The problem with the New Weird is that it doesn't have a marketable identity - it's so hard to define, so abstract, that it effectively renders itself uncommercial. While this is attractive from an artistic perspective, it basically meant that publishers didn't know how to handle it and subsequently (and understandably) were reluctant to invest in it - one reason why the genre rapidly declined.

You can point to authors like Miéville and argue that he's proof of the New Weird's health, but this is papering over the cracks, and in any case Miéville is practically in his own unique subgenre these days.

To suggest, as the article does, that the New Weird is slowly seeping into popular consciousness, is in my opinion pretty wide of the mark.


Adam Whitehead said...

As usual the article misses a key progenitor of the New Weird - the D&D PLANESCAPE setting, which forcibly showed players that fantasy wasn't just about orcs and +1 swords - and it does go a bit OTT about its impact.
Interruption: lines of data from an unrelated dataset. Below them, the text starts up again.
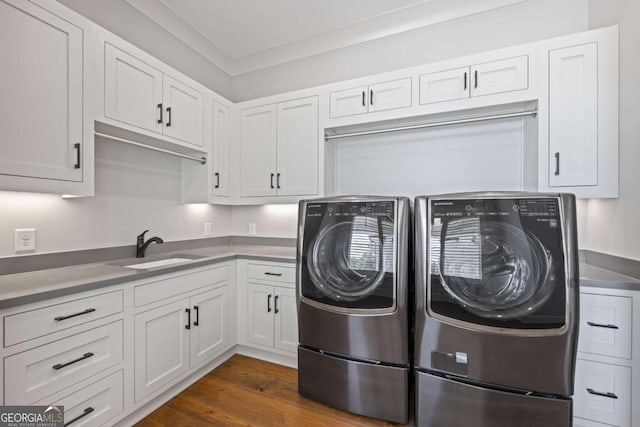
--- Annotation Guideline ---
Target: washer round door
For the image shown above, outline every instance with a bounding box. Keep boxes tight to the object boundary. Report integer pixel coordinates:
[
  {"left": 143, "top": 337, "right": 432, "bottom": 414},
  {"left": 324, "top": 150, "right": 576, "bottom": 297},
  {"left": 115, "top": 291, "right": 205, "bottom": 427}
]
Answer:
[
  {"left": 427, "top": 199, "right": 567, "bottom": 330},
  {"left": 440, "top": 220, "right": 553, "bottom": 318},
  {"left": 302, "top": 215, "right": 395, "bottom": 311}
]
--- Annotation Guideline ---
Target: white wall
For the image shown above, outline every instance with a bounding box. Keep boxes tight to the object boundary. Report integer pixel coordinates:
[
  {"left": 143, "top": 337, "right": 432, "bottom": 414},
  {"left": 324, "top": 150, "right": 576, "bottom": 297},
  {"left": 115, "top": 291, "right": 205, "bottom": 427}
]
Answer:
[
  {"left": 582, "top": 0, "right": 640, "bottom": 260},
  {"left": 0, "top": 139, "right": 231, "bottom": 257},
  {"left": 58, "top": 0, "right": 233, "bottom": 99},
  {"left": 232, "top": 0, "right": 588, "bottom": 101},
  {"left": 231, "top": 204, "right": 298, "bottom": 238}
]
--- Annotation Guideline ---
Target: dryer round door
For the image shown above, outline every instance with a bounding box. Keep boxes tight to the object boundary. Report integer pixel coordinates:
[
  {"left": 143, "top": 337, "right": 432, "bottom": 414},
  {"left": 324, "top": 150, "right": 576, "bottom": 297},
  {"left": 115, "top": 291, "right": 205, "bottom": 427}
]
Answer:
[
  {"left": 303, "top": 216, "right": 394, "bottom": 309},
  {"left": 439, "top": 219, "right": 553, "bottom": 318}
]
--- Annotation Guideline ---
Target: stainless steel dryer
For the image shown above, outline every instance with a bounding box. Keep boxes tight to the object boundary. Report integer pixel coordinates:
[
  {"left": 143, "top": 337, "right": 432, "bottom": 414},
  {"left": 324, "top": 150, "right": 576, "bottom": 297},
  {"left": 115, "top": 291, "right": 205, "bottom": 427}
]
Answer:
[
  {"left": 414, "top": 193, "right": 579, "bottom": 427},
  {"left": 297, "top": 197, "right": 411, "bottom": 423}
]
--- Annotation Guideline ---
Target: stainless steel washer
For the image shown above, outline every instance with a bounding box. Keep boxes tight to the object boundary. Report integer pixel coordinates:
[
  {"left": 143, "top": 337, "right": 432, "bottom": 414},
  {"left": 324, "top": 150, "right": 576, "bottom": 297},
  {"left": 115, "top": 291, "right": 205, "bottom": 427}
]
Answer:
[
  {"left": 414, "top": 193, "right": 579, "bottom": 427},
  {"left": 297, "top": 197, "right": 411, "bottom": 423}
]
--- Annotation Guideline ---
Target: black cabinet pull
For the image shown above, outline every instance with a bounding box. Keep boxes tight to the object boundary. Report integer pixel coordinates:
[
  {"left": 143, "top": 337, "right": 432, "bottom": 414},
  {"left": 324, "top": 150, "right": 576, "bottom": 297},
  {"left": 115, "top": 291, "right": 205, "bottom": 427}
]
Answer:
[
  {"left": 52, "top": 352, "right": 93, "bottom": 371},
  {"left": 587, "top": 388, "right": 618, "bottom": 399},
  {"left": 53, "top": 308, "right": 96, "bottom": 322},
  {"left": 73, "top": 143, "right": 80, "bottom": 169},
  {"left": 64, "top": 406, "right": 94, "bottom": 427},
  {"left": 587, "top": 322, "right": 620, "bottom": 329}
]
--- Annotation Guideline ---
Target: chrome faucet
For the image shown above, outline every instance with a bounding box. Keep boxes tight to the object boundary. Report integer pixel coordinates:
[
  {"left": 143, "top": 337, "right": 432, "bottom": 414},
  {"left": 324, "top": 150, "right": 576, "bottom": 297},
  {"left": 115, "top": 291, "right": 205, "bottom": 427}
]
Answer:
[{"left": 136, "top": 230, "right": 164, "bottom": 258}]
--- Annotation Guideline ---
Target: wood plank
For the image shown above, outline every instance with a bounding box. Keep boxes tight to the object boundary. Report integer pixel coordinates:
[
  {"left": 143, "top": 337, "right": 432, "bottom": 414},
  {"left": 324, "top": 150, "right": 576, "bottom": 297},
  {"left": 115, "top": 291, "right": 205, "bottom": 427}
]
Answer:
[{"left": 137, "top": 355, "right": 398, "bottom": 427}]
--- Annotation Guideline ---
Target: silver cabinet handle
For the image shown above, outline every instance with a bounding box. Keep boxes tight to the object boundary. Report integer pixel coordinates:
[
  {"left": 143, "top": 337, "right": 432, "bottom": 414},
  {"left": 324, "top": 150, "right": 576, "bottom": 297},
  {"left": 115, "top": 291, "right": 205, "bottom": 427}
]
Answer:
[
  {"left": 587, "top": 388, "right": 618, "bottom": 399},
  {"left": 52, "top": 352, "right": 93, "bottom": 371},
  {"left": 53, "top": 308, "right": 96, "bottom": 322},
  {"left": 587, "top": 322, "right": 620, "bottom": 329}
]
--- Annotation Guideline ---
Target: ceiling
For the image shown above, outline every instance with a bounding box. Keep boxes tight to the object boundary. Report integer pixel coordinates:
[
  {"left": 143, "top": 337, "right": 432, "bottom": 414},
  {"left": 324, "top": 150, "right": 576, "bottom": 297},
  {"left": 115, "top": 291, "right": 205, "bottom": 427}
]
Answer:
[{"left": 125, "top": 0, "right": 524, "bottom": 76}]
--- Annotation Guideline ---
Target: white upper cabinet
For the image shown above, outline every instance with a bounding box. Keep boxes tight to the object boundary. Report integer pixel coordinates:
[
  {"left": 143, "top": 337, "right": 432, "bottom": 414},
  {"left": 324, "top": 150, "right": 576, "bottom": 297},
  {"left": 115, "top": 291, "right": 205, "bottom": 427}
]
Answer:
[
  {"left": 96, "top": 30, "right": 206, "bottom": 151},
  {"left": 469, "top": 56, "right": 529, "bottom": 96},
  {"left": 162, "top": 75, "right": 204, "bottom": 146},
  {"left": 240, "top": 96, "right": 319, "bottom": 197},
  {"left": 0, "top": 0, "right": 93, "bottom": 195},
  {"left": 276, "top": 97, "right": 318, "bottom": 196},
  {"left": 329, "top": 77, "right": 411, "bottom": 118},
  {"left": 549, "top": 43, "right": 598, "bottom": 187},
  {"left": 420, "top": 67, "right": 469, "bottom": 104},
  {"left": 104, "top": 43, "right": 163, "bottom": 134},
  {"left": 240, "top": 105, "right": 276, "bottom": 197},
  {"left": 211, "top": 101, "right": 231, "bottom": 197},
  {"left": 539, "top": 27, "right": 619, "bottom": 198},
  {"left": 420, "top": 55, "right": 529, "bottom": 104}
]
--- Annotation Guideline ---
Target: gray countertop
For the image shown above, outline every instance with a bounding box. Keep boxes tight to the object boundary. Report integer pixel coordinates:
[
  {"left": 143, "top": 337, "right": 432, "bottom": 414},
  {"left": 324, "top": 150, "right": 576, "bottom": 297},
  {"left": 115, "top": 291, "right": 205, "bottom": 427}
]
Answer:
[
  {"left": 0, "top": 245, "right": 296, "bottom": 308},
  {"left": 579, "top": 263, "right": 640, "bottom": 291},
  {"left": 0, "top": 245, "right": 640, "bottom": 308}
]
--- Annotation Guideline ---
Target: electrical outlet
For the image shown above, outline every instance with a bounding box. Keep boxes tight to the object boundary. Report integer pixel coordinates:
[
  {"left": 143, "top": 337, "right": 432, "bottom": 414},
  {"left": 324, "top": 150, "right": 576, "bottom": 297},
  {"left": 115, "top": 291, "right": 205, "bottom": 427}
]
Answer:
[{"left": 14, "top": 228, "right": 36, "bottom": 253}]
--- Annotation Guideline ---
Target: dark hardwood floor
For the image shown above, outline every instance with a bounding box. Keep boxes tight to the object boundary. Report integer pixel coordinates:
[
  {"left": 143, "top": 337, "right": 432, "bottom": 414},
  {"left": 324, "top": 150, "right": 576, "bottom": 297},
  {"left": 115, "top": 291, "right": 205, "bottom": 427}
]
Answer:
[{"left": 137, "top": 355, "right": 397, "bottom": 427}]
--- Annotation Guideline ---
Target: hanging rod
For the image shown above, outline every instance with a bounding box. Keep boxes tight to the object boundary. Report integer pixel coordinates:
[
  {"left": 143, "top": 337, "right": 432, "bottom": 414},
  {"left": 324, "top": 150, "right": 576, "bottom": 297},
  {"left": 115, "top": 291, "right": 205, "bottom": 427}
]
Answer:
[
  {"left": 324, "top": 110, "right": 538, "bottom": 141},
  {"left": 94, "top": 132, "right": 207, "bottom": 165}
]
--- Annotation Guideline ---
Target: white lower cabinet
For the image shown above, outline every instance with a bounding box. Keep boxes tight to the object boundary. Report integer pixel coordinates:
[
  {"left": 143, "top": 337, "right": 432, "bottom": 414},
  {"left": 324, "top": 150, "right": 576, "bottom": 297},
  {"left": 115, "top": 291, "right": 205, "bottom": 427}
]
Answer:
[
  {"left": 238, "top": 260, "right": 298, "bottom": 357},
  {"left": 573, "top": 287, "right": 640, "bottom": 427},
  {"left": 38, "top": 370, "right": 124, "bottom": 427},
  {"left": 134, "top": 285, "right": 229, "bottom": 402},
  {"left": 4, "top": 321, "right": 123, "bottom": 405},
  {"left": 573, "top": 359, "right": 631, "bottom": 427},
  {"left": 247, "top": 283, "right": 298, "bottom": 353}
]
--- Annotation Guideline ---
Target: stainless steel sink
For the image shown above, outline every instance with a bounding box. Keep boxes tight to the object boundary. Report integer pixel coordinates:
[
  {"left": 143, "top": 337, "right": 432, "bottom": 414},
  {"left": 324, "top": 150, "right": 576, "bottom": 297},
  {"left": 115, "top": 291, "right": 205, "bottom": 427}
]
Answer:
[
  {"left": 111, "top": 254, "right": 204, "bottom": 270},
  {"left": 123, "top": 258, "right": 193, "bottom": 270}
]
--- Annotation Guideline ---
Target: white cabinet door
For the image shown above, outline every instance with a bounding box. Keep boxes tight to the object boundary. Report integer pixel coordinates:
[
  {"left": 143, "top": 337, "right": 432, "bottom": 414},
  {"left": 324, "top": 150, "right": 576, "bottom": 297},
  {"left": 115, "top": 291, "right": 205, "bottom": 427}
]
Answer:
[
  {"left": 369, "top": 77, "right": 411, "bottom": 113},
  {"left": 470, "top": 56, "right": 529, "bottom": 96},
  {"left": 420, "top": 67, "right": 469, "bottom": 104},
  {"left": 0, "top": 0, "right": 84, "bottom": 182},
  {"left": 191, "top": 286, "right": 229, "bottom": 368},
  {"left": 329, "top": 86, "right": 369, "bottom": 118},
  {"left": 578, "top": 293, "right": 633, "bottom": 359},
  {"left": 240, "top": 105, "right": 276, "bottom": 197},
  {"left": 211, "top": 101, "right": 231, "bottom": 197},
  {"left": 162, "top": 74, "right": 204, "bottom": 147},
  {"left": 549, "top": 42, "right": 598, "bottom": 187},
  {"left": 574, "top": 359, "right": 632, "bottom": 427},
  {"left": 104, "top": 43, "right": 166, "bottom": 134},
  {"left": 134, "top": 300, "right": 190, "bottom": 402},
  {"left": 247, "top": 283, "right": 274, "bottom": 347},
  {"left": 274, "top": 286, "right": 298, "bottom": 353},
  {"left": 276, "top": 96, "right": 318, "bottom": 196}
]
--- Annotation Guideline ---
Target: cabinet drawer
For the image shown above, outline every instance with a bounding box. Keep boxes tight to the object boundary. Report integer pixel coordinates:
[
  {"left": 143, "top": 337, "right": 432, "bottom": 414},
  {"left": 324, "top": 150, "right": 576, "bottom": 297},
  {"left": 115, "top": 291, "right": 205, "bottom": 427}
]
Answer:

It also misses out a lot of other, earlier books that could be said to be in the genre or progenitors of it, such as works by Brian Aldiss (HOTHOUSE puts me in mind of the New Weird) and Gene Wolfe (THE BOOK OF THE NEW SUN could be said to share some New Weird ideas).

At the same time, the genre remains an ongoing concern. Mieville and Swainston continue to have successful careers (Gollancz just packaged the first three Swainston novels in omnibus, in fact) and, in fact, Newton did successfully launch himself with the 'New Weird' tag attached, even if his debut books were not quite as weird as Mieville's.

Kristopher A. Denby said...

I'd never heard of it. :(

Martin said...

Is there any evidence that any of the people involved in New Weird had played Planescape?